(598d) Spatial Branch-and-Bound Optimization Using Surrogate Approximations

Zhai, J., Georgia Institute of Technology
Boukouvala, F., Georgia Institute of Technology
Data-driven modeling and optimization using surrogate approximations has drawn growing attention for the optimization of complex, multiscale chemical process systems [1]. Specifically, the involvement of multidisciplinary design objectives, computationally expensive simulations and costly physical experiments often hinder the attempts to find an accurate analytical model for these systems, which can be used for traditional derivative-based optimization. In these cases, surrogate modeling or metamodeling is often used to create analytical and cheap-to-evaluate models for design space exploration, model approximation, and global optimization [2-4]. Despite the widely available surrogate techniques and surrogate-based optimization algorithms, many methodologies do not guarantee optimality and are prone to the inconsistency caused by the selection of different surrogate models. Specifically, the challenge of data-driven DFO is to develop approaches that are capable to provide consistent convergence to good solutions, despite the lack of abundant data, and the uncertainty of not knowing the best approximation model for the underlying phenomena.

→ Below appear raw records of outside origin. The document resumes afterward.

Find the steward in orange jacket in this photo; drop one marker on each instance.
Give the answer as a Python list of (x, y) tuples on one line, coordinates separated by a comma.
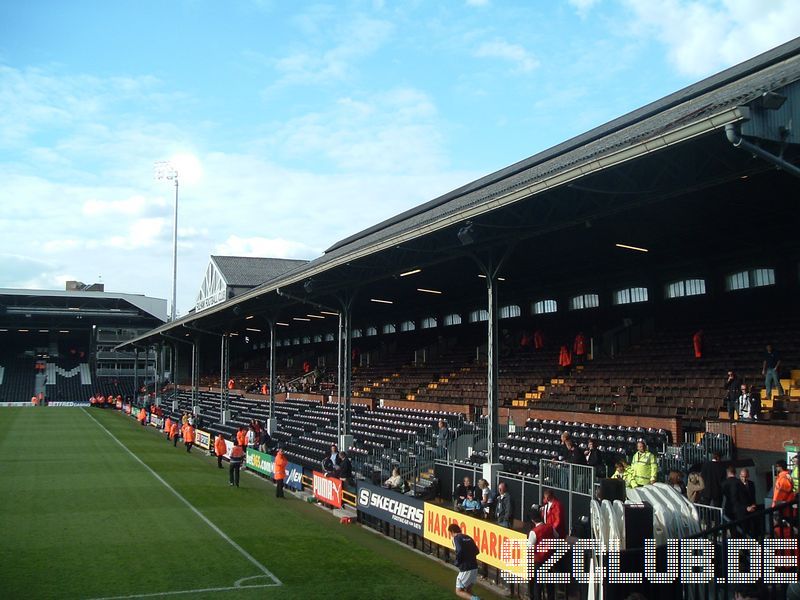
[(783, 490), (279, 473), (173, 434), (220, 448), (188, 437)]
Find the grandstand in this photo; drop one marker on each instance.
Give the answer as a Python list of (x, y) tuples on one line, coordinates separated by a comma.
[(60, 344), (620, 236)]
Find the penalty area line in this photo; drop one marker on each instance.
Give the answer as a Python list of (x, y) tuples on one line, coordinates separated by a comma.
[(234, 588), (191, 507)]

Common approahces in data-driven optimization iteratively update and optimize the surrogate models with adaptive sampling strategies aiming to speed up the search for better solutions. In this work, we propose new ideas for data-driven optimization, which aim to utilize the uncertainty and variability that unavoidably exists, to search the space efficiently. Specifically, several approaches are proposed that take advantage of statistical information from commonly used sampling strategies (i.e., space filling designs and sparse grids) and best performing surrogate models (i.e., support vector regression, kriging, and orthogonal polynomials), to derive over and under estimators that are used within a custom-based spatial branch-and-bound framework. Three specific ideas are explored and compared in this work. First, a purely machine-learning based approach, utilizes soft margin loss of support vector regression to approximate the over and under estimators and gradually tighten the search space until convergence. The second approach is based on the concept of quantifying the uncertainty of the fitted surrogate models to derive the upper/lower bounds using robust optimization. Finally, the third approach uses sparse grids, orthogonal polynomials and approximation error bounds to bound the surrogate predictions. Using the above three ideas, we develop a branch-and-bound algorithm, and heuristics that are based on data-driven analysis. Finally, we compare this spatial branch-and-bound framework with existing data-driven methods and provide results on the computational efficiency, sampling reuqirments and convergence on a general class of benchmark problems.